If you’re alive, the answer is yes. Any meaningful relationship will, at some point, have an argument. This is because when you do life together, you talk about real things and go through real things. So it’s inevitable that an argument will happen.
The issue is, what will come from it?
This is where I believe friends, married couples and beyond, get distracted with being right vs. getting it right.
Think about it, our first response in an argument is, I’m right and you’re wrong. We naturally get our defenses up and wall ourselves in our thought, our position and our side. If we’re not careful, this can do more damage in the long run because it’s focused on being right.
But being right in an argument is short term. You can win an argument and lose the war. This is a challenge because there are times when someone is right and someone is wrong. However, being right is not the ultimate goal. Getting it right together is the goal, because when this happens, you can withstand anything that comes against you.
The trick we fall for is, being stubborn about being right, that we miss the moment of growing through conflict. That’s right, we can grow closer in conflict when we focus on the big picture.
God wants us to focus on the BIG picture, the enemy wants us to focus on the small things and prove points doing it.
The small things turn into taking sides against each other, and making our relationships about who is right and who is wrong.
Notice the difference. The big picture leads to serving each other, in love. The small things lead us to serving ourselves.
This is what the Bible says about conflict in Proverbs 13:10,
“Pride leads to conflict; those who take advice are wise.”Proverbs 13:10
Notice, pride is the root of conflict; therefore, to defeat pride, we have to focus on getting it right vs. being right.
How do we get it right?
Here’s two things we can do to get it right in conflicts.
First, the goal is unity. Unity doesn’t mean we agree on every point, but rather that we unite on a bigger vision.
In marriage, the goal is longevity, legacy and togetherness that stays for decades.

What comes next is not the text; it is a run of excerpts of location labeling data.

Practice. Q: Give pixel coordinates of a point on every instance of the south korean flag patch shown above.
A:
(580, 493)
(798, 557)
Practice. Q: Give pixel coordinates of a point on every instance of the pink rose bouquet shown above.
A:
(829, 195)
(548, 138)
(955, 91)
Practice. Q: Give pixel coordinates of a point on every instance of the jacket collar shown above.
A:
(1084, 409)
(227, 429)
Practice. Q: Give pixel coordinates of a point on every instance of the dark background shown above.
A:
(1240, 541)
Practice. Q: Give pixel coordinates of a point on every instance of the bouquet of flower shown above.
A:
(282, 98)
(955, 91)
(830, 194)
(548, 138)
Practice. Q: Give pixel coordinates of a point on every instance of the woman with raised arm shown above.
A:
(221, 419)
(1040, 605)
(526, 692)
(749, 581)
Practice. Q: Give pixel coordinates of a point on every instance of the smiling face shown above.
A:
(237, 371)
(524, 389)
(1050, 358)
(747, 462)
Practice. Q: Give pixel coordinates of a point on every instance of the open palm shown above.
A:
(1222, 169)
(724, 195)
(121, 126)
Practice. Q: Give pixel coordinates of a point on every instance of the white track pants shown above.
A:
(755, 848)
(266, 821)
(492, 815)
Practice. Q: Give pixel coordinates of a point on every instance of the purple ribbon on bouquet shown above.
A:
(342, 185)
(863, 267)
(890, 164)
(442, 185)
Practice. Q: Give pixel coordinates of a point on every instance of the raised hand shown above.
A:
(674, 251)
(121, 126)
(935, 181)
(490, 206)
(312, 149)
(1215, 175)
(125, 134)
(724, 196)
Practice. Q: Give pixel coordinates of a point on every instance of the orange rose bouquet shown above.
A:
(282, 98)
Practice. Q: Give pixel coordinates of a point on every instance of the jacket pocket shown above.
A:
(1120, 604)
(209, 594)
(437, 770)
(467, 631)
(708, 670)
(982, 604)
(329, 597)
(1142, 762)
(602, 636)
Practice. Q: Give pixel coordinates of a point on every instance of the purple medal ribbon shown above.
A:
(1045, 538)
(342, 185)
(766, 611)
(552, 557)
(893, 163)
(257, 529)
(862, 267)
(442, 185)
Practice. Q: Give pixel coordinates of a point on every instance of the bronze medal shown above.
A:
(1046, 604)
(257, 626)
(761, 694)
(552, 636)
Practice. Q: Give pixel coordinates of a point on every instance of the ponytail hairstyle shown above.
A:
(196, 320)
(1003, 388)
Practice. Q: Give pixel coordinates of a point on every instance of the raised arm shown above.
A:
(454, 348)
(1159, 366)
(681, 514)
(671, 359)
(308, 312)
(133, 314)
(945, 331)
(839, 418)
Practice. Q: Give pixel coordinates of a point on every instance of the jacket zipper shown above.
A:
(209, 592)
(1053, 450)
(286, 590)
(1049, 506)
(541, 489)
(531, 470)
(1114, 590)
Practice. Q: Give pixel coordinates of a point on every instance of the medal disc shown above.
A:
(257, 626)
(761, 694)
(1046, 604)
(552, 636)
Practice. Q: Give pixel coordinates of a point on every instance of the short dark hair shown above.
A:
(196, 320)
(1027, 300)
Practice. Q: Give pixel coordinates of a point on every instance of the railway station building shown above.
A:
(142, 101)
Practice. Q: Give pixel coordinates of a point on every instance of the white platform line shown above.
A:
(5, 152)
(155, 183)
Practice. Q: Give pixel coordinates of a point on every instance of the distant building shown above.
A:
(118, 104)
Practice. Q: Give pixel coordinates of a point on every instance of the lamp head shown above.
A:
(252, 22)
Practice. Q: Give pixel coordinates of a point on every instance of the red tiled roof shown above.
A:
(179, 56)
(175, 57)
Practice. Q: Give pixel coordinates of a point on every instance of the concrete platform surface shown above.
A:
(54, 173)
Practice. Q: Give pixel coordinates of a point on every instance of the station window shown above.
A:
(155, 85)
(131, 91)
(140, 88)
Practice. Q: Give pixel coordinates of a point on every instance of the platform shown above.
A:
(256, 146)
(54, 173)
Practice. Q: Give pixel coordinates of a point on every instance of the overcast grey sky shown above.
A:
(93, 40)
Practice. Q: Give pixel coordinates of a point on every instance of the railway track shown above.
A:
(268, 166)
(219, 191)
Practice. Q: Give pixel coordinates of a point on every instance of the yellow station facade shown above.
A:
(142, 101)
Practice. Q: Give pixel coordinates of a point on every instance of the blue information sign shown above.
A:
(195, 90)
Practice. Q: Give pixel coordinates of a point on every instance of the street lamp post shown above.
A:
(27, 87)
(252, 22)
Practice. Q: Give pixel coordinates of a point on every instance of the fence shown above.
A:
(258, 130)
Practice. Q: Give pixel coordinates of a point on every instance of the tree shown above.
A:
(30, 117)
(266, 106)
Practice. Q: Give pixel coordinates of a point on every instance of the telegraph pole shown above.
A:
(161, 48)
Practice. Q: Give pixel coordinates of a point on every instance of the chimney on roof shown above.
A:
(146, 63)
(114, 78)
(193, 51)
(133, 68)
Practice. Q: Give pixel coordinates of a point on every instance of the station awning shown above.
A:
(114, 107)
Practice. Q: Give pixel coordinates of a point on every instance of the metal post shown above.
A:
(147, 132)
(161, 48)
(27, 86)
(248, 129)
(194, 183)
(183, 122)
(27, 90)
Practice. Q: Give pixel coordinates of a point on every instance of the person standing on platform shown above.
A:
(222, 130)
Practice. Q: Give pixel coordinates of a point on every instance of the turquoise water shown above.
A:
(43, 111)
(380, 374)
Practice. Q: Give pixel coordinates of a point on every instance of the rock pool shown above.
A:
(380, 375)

In friendships, the goal is teamwork, carrying each other’s burdens and supporting each other.
When we do this, the subject of the argument comes second to the goal of unity. This means we’re not going to let pettiness linger. We’re not going to harbor resentment, and we’re not going to demand our way.
Unity helps rise above to something bigger, something better, and something that impacts generations that follow us. We must fight for unity!
Second, receive outside help. Outside help means we reach out to a pastor, group leader, or counselor as a trusted person. This doesn’t mean we talk to the wrong people who tell us the wrong things and who, could lead us in the wrong direction.
Receiving outside help empowers us to have a healthy perspective, honest feedback, and another angle of seeing the situation. This is BIG, since we are prone to only seeing our way and our view. This is short sided and can cause damage when it doesn’t have to.
I believe, to be forgiven, we confess to God.
“But if we confess our sins to him (God), he is faithful and just to forgive us our sins and to cleanse us from all wickedness.”1 John 1:9.
To be healed, we confess to others.
“Confess your faults one to another, and pray one for another, that ye may be healed. The effectual fervent prayer of a righteous man availeth much.”James 5:16
This is part of the process of being healed when we receive outside help. Something happens when we let the right people in on what we’re facing. This is where light shines on secrets giving, strength, support and healing.
So today, are you trying to be right or get it right?
Life is so much better when we get it right together. This is why we want, and this is what God has for us.
God will meet you there, and he will help you get it right together!